不思議な先輩の観察日記
みやび
先輩とお昼寝
私の学校には不思議な先輩がいる。
短髪に長身で、引き締まった身体。
顔は……私個人としては格好良い方だと思っている。
だけど、先輩がどんな人かと聞かれれば
変人、不思議、天然、奇人……などなど。
いわゆる、私達が思う普通の人の枠にハマらない人なんだと思う。
…………。
何故、今、こんな事を思っているのかと言うと、その先輩が目の前にいるのだ。
そう、目の前に。
学校にある車椅子用のスロープの真ん中に寝ている。
……なぜ?
「……先輩、何やってるんですか?」
「ん~?日向ぼっこ。
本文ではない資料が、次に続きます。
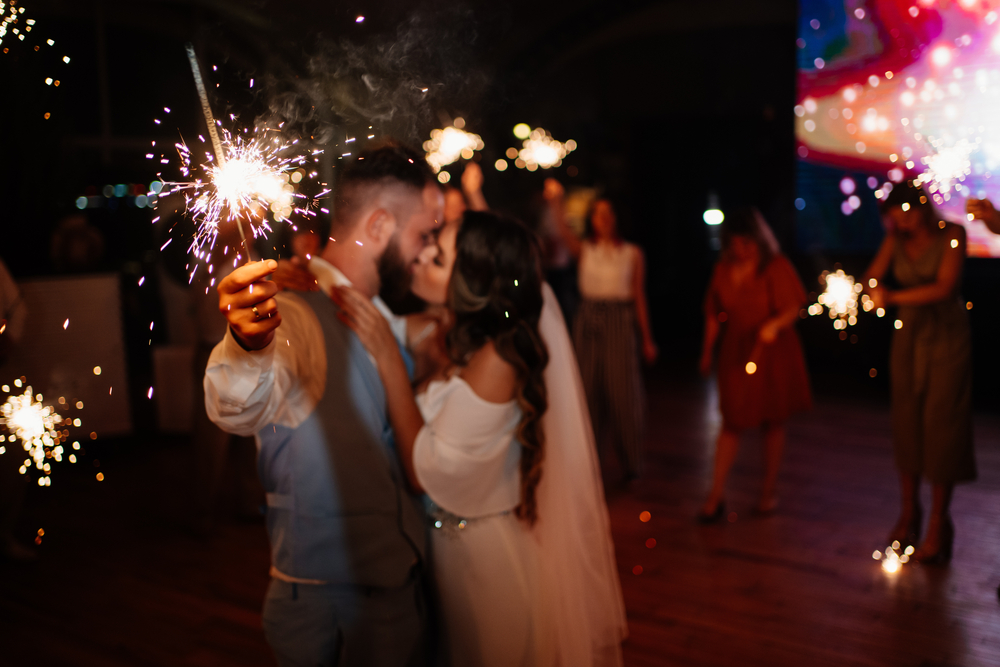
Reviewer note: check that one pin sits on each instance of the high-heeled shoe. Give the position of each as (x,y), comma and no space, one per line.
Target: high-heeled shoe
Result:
(714,517)
(907,535)
(943,554)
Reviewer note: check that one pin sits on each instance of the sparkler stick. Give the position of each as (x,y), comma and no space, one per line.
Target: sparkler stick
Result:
(206,109)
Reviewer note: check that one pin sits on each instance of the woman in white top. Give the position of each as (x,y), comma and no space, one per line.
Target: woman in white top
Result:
(611,275)
(523,561)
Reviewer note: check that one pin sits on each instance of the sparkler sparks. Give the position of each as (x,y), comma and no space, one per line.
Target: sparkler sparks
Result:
(37,427)
(948,166)
(892,559)
(539,149)
(246,175)
(14,25)
(253,179)
(448,145)
(840,299)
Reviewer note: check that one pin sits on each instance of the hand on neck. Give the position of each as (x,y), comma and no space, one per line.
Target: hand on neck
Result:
(356,261)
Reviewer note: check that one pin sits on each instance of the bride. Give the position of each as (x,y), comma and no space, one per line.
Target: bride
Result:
(499,439)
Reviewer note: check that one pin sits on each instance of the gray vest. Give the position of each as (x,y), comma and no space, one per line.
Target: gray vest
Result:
(338,506)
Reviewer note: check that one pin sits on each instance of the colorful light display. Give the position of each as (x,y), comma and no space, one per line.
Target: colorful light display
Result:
(898,90)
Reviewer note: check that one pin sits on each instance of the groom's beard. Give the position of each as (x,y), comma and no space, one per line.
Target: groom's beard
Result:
(394,276)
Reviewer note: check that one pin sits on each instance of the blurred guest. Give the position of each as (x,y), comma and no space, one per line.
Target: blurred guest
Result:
(752,303)
(612,276)
(77,246)
(983,209)
(470,197)
(13,484)
(930,365)
(558,260)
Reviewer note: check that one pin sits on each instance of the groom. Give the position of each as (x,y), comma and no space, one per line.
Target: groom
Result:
(347,538)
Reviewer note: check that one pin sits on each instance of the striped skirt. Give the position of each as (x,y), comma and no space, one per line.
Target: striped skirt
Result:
(606,341)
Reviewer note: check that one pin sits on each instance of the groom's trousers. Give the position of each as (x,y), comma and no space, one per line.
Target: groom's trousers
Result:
(332,625)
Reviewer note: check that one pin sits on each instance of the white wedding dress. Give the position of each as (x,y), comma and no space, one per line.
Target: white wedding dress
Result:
(511,594)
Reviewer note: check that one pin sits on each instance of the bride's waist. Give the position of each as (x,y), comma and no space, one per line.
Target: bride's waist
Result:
(442,519)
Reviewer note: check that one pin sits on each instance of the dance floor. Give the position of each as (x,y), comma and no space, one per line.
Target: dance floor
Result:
(121,581)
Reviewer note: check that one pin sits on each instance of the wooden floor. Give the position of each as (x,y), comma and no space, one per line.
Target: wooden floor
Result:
(122,582)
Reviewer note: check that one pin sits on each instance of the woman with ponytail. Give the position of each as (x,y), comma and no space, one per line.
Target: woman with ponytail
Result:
(500,441)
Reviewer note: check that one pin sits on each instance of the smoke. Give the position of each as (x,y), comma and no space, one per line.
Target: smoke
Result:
(395,82)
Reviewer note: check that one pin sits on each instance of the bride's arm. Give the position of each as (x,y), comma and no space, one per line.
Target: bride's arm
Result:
(372,329)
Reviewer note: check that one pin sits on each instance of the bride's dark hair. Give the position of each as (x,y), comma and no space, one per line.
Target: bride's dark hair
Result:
(496,295)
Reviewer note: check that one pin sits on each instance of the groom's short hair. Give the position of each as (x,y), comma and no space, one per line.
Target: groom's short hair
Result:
(391,164)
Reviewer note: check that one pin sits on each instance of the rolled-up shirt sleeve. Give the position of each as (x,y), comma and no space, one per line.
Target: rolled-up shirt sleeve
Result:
(245,390)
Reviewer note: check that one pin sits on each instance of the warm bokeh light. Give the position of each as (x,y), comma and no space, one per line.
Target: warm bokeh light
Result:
(840,298)
(451,144)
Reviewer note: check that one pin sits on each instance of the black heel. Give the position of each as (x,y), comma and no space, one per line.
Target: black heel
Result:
(714,517)
(908,535)
(943,555)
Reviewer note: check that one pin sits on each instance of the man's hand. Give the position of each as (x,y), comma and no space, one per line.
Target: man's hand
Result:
(247,301)
(879,298)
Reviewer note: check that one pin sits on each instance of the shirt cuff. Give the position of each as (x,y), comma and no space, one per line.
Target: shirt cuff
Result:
(245,367)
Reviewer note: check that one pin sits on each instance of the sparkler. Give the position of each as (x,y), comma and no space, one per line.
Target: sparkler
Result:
(891,559)
(840,299)
(37,427)
(246,176)
(219,174)
(539,149)
(448,145)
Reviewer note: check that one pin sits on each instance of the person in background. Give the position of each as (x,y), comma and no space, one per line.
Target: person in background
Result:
(612,276)
(470,197)
(13,484)
(752,303)
(930,363)
(983,209)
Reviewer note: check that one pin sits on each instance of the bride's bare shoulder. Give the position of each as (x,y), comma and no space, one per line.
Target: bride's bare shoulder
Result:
(490,376)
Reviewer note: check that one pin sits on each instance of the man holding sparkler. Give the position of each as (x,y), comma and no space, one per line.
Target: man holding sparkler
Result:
(347,536)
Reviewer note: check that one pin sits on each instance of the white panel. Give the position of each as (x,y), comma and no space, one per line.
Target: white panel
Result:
(60,362)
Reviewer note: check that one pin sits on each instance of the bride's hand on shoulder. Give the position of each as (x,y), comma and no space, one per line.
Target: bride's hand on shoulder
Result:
(364,319)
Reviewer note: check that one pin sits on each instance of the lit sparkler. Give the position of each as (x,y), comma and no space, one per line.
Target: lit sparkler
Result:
(539,149)
(253,179)
(947,166)
(246,176)
(892,559)
(448,145)
(37,427)
(840,298)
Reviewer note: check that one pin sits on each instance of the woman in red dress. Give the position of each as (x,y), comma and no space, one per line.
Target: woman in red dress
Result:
(752,304)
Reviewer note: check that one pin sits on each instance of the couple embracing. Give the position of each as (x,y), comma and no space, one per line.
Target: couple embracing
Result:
(461,509)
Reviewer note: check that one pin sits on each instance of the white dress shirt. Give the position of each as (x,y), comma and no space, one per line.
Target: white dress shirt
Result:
(245,390)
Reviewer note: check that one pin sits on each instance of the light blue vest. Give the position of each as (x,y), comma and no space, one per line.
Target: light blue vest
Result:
(338,506)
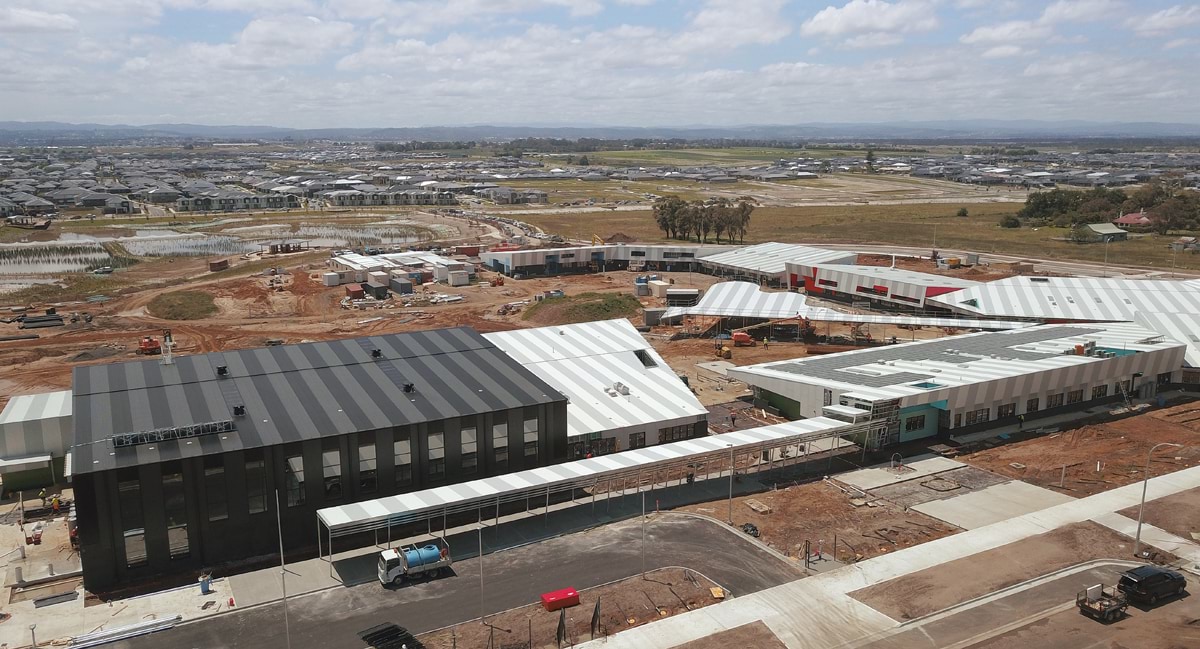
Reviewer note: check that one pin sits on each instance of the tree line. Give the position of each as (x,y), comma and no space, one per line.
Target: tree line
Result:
(1164,200)
(679,218)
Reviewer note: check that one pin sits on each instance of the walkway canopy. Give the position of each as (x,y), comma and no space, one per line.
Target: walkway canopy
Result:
(407,508)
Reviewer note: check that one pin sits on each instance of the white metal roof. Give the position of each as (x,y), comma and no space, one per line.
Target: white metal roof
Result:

」
そこで寝てると危ないと思う。
お昼休みだからと言って、人が全くいない訳でもなく、先輩がここで寝ているからか、皆はわざわざ迂回している。
「……そうですか。」
「君も一緒に日向ぼっこする?太陽がぽかぽかとして気持ち良いよ~。」
「この坂の真ん中で?」
「うん~。この坂道は丁度良い傾斜なんだよね~。」
「そうなんですか。」
「この角度が良いんだよね~……。」
先輩、喋りながら目を閉じて寝ようとしないで下さい。
「オルゥアァァア!!てめぇ!こんな所にいやがったか!!」
叫びながら、と言うか怒りながら現れたのは先輩の友人。
よく一緒にいる人で、先輩の保護者的な存在として周りからは思われている。
「よう、後輩。」
「こんにちは。」
私に気が付いた先輩の友人は、私に挨拶をした後、先輩に詰め寄る。
「てめぇ!俺の弁当にチョコ入れただろっ!」
「うん~?美味しかったからお裾分け~。」
「何でわざわざ中に入れた!?」
「お昼のデザートに?」
「チョコが溶けて弁当がチョコまみれなんだよ!!」
「チョコフォンデュだね~。」
先輩は相変わらずだなぁ。
お弁当とチョコは……合わなさそうだなぁ。
こんな所で寝てたら危ないと思って見ていたけど、保護者が来たからもう大丈夫かな。
「それじゃ、お先に失礼します。」
「おう、いつもありがとな、後輩。」
「またね~。」
私は二人の返事を聞いた後、その場を離れる。
「ねぇ、せっかくだから膝枕して~?」
「誰がやるかよっ!」
「ん~、なら一緒に寝る~?」
「てめぇ!その前に俺の弁当はどうしてくれんだよ!」
「……購買に行く~?」
「はぁ……たくっ。ちょっと行ってくるわ。」
「あ、僕の分もお願い~。」
「はぁ?」
「今日、お弁当忘れた~。」
「お前は自由かっ!!」
少しずつ遠くなる先輩達の声に私は思う事がある。
二人で、末永くお幸せに。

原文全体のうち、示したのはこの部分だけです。